Learning to make better decisions

How is it that some people, like the physicist Albert Einstein and the former chess world champion Garry Kasparov, develop impressive cognitive skills and is there anything you and I can do to achieve a similar level of intellectual excellence in our chosen specialty? Up until the early 1960s, the prevailing opinion was very pessimistic. A cornerstone of this pessimism was the belief that the adult human brain is effectively fixed except for its gradual deterioration as we age. Since then a series of uplifting discoveries have shown that our brains are fundamentally plastic and malleable throughout the lifespan [1]. This neuroplasticity critically depends on the nature of our experiences. In a first demonstration, Marion Diamond showed that environmental enrichment promotes profound anatomical changes in the brains of rodents [2]. Later work by Michael Merzenich and colleagues showed that neuroplasticity adaptively changes how the brain represents the world in a use-it or lose-it fashion. These adaptive changes are detectable at multiple scales ranging from the tuning curves of single neurons to the structure of cortical maps [3]. These observations have inspired brain training programs that have been found effective for the treatment of dyslexia and other cognitive challenges [1,4]. These and many other inspiring findings suggest that we can improve virtually any aspect of our brain and cognitive abilities – including those that were once thought to be fixed and unchangeable. But what are the circumstances under which these improvements will occur, how can we create those circumstances, and what are the underlying mechanisms?

Metacognitive Reinforcement Learning as Mechanism of Cognitive Growth

A substantial literature on operant conditioning and reinforcement learning suggests that rewards and punishments are very powerful learning signals [5,6]. Such findings led behaviorists, like Skinner, to believe they could make their laboratory animals perform any, arbitrarily complex, physically possible behavior by creating a reward structure that reinforces that behavior appropriately. Research in neuroscience has found that in the brain learning from rewards is mediated by a reward prediction error that is conveyed by dopamine. Interestingly, the same dopamine signal that drives learning in the neural circuits that control our simple, habitual behavior, is also conveyed to the prefrontal cortex that controls the execution of our most sophisticated cognitive strategies. This suggests, that the same reward-driven learning mechanisms that shapes our habits might also be shaping how we think and decide. If so, then the principles of reinforcement learning might help us to understand how we learn how to think and decide. In other words, it might be possible to understand some important aspects of cognitive plasticity as metacognitive reinforcement learning (MCRL).

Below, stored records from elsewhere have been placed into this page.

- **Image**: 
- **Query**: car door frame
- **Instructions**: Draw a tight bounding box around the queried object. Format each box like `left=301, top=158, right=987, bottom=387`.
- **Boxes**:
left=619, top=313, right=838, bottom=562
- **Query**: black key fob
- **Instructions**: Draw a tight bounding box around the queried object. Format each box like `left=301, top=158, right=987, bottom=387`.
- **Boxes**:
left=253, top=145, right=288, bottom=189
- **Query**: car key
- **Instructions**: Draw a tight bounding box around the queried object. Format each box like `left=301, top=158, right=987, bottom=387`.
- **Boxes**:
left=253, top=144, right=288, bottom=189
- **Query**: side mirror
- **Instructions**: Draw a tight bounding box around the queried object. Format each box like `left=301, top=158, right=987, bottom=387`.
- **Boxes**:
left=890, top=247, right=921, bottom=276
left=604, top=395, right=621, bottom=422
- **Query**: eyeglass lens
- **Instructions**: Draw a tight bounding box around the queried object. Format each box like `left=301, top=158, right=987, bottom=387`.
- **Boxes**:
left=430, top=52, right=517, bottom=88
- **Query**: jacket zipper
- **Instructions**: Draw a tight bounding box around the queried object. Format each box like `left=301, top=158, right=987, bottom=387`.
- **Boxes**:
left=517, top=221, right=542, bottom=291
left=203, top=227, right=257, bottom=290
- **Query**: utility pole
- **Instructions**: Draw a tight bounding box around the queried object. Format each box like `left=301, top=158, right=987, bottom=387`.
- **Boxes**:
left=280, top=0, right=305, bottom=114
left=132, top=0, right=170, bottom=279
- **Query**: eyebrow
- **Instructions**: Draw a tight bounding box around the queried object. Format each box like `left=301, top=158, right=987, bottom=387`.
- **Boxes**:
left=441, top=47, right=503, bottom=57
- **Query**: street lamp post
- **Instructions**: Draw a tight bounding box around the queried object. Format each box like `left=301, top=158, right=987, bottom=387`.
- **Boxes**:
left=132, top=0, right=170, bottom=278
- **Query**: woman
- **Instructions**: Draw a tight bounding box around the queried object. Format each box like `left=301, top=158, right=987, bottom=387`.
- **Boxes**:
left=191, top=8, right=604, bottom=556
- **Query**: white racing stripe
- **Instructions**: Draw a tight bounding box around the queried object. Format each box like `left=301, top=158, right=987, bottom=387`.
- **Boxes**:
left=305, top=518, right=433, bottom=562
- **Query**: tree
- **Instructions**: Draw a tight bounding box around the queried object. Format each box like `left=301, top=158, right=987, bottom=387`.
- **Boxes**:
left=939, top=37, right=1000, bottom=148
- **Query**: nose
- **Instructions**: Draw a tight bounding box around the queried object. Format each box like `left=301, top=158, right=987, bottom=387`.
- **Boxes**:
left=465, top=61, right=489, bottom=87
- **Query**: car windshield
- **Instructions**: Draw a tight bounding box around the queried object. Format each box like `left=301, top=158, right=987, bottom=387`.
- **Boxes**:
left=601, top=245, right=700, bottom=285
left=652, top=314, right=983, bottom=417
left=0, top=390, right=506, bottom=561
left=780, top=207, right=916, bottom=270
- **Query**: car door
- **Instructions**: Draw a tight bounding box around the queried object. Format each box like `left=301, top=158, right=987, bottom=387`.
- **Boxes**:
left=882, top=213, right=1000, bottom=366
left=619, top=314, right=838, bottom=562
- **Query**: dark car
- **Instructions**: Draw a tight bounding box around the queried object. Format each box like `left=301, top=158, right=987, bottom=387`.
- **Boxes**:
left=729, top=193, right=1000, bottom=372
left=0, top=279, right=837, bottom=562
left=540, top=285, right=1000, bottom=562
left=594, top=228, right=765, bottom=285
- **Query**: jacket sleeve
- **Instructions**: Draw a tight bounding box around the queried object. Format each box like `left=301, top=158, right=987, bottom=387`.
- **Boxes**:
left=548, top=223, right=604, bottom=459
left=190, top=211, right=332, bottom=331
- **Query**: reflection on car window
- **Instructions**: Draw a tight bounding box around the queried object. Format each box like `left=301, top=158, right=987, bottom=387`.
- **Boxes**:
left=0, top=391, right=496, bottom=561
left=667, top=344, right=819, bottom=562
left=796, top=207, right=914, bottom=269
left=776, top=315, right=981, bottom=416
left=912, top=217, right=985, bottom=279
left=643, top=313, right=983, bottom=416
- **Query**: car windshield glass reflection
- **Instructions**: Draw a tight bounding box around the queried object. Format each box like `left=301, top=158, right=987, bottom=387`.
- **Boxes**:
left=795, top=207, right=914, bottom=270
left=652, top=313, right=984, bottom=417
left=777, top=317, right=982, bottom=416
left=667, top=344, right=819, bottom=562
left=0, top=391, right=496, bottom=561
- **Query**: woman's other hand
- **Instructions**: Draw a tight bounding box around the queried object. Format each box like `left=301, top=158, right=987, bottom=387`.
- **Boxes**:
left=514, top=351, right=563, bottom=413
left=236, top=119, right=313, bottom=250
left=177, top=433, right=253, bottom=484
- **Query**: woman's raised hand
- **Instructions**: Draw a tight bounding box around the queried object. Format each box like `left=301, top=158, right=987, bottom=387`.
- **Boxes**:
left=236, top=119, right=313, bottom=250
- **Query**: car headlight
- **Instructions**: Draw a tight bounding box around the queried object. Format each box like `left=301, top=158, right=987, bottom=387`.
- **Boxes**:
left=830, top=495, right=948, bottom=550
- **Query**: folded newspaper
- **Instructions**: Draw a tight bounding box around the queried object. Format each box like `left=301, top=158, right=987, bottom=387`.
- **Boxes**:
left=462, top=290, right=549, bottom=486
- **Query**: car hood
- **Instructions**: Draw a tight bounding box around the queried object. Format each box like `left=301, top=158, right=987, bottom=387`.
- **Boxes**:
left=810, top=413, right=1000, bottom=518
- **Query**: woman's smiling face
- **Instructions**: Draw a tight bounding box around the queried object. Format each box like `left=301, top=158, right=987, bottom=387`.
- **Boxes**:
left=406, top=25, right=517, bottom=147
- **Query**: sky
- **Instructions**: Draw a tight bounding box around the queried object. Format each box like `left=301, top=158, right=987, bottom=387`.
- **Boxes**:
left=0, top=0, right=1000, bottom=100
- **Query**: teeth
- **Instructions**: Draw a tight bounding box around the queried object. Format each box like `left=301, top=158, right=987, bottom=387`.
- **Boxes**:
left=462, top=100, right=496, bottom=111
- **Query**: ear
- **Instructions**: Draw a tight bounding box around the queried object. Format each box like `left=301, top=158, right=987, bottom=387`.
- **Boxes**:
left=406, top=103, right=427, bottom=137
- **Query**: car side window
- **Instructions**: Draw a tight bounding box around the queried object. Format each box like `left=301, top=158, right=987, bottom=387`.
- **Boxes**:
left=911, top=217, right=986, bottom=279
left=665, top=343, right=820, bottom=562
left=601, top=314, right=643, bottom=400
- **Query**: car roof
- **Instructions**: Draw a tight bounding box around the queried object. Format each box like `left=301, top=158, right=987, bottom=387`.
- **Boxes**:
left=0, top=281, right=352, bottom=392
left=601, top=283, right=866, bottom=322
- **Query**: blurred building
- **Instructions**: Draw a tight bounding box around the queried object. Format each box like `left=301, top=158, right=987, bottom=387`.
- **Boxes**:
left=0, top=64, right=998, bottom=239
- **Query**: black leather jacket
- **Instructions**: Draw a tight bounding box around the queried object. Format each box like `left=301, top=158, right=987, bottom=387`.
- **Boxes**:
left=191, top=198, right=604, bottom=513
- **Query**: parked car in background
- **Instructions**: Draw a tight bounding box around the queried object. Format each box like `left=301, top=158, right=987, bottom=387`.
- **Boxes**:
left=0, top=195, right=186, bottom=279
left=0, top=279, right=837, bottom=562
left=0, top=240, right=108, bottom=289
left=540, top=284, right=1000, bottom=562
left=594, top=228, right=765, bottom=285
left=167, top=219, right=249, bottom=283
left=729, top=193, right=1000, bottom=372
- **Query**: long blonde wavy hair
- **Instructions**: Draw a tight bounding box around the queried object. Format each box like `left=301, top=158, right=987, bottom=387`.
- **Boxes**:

Consistent with this view, we have found that a reinforcement learning model of metacognitive learning can explain the effect of an environment’s reward structure on how quickly people learn to plan farther ahead [7]. Furthermore, we found that this metacognitive reinforcement learning algorithm was also able to discover some of the decision strategies people use to choose between multiple risky prospects [8]. On top of that, another study found that the same principle also captures how people learn when to use which cognitive strategy [9], as well as where to direct their attention and when to override an automatic response, such as an impulse or habit, by a controlled, deliberate decision-making process process and how much effort to invest into it [10]. Taken together, these findings support the conclusion that metacognitive reinforcement learning may be one of the mechanisms through which we learn to make better decisions and think more clearly.

The idea of metacognitive reinforcement learning suggests that the positive and negative emotions we experience as an immediate or downstream consequence of our thinking, such as regret and pride, can be an important driver of cognitive growth. For instance, the elation you experience when you finally discover the solution to a complex math problem will positively reinforce the good thinking that led you to this solution. By contrast, the frustration you experienced while being stuck at this problem for 30 minutes will make you less likely to reuse those unsuccessful approaches on future problems. This suggests that cognitive growth will occur when better thinking feels better than worse thinking.

The fact that our brain is equipped with such a powerful learning mechanisms raises the question why most of us never learn to think nearly as well as Albert Einstein and why even after decades of learning we are still plagued by self-defeating irrationalities. To answer this question, let’s look at the dark side of metacognitive reinforcement learning.

The dark side of metacognitive reinforcement learning

In an ideal agent, metacognitive reinforcement learning would be driven by the true quality of our thought and decision processes. However, for mortals like us, this is infeasible. So instead, our metacognitive reinforcement learning might be driven by the regret and pride (and possibly other emotions) we experience about our thinking and as a consequence of our decisions. Unfortunately, those emotions can be out of tune with the true quality of our thought and decision processes. Put simply, good thinking can feel bad and bad thinking can feel amazing. There are at least three reasons why good thinking does not always feel good: First, engaging in focused, rigorous thinking for an extended period of time is hard and effortful. Second, it can be completely unrewarding for very long stretches of time and requires us to forego potentially more rewarding alternatives, such as browsing our Facebook feed. And finally, rigorous thinking may lead us to disappointing conclusions (e.g., “We cannot conclude anything from our data.”) and painful realizations like “I have wasted my entire career on making spurious arguments for a dangerous preconception that is clearly wrong.”. This might be why very few people develop the potentially very valuable propensity to examine their conclusions, themselves, and their most cherished beliefs with critical rigor.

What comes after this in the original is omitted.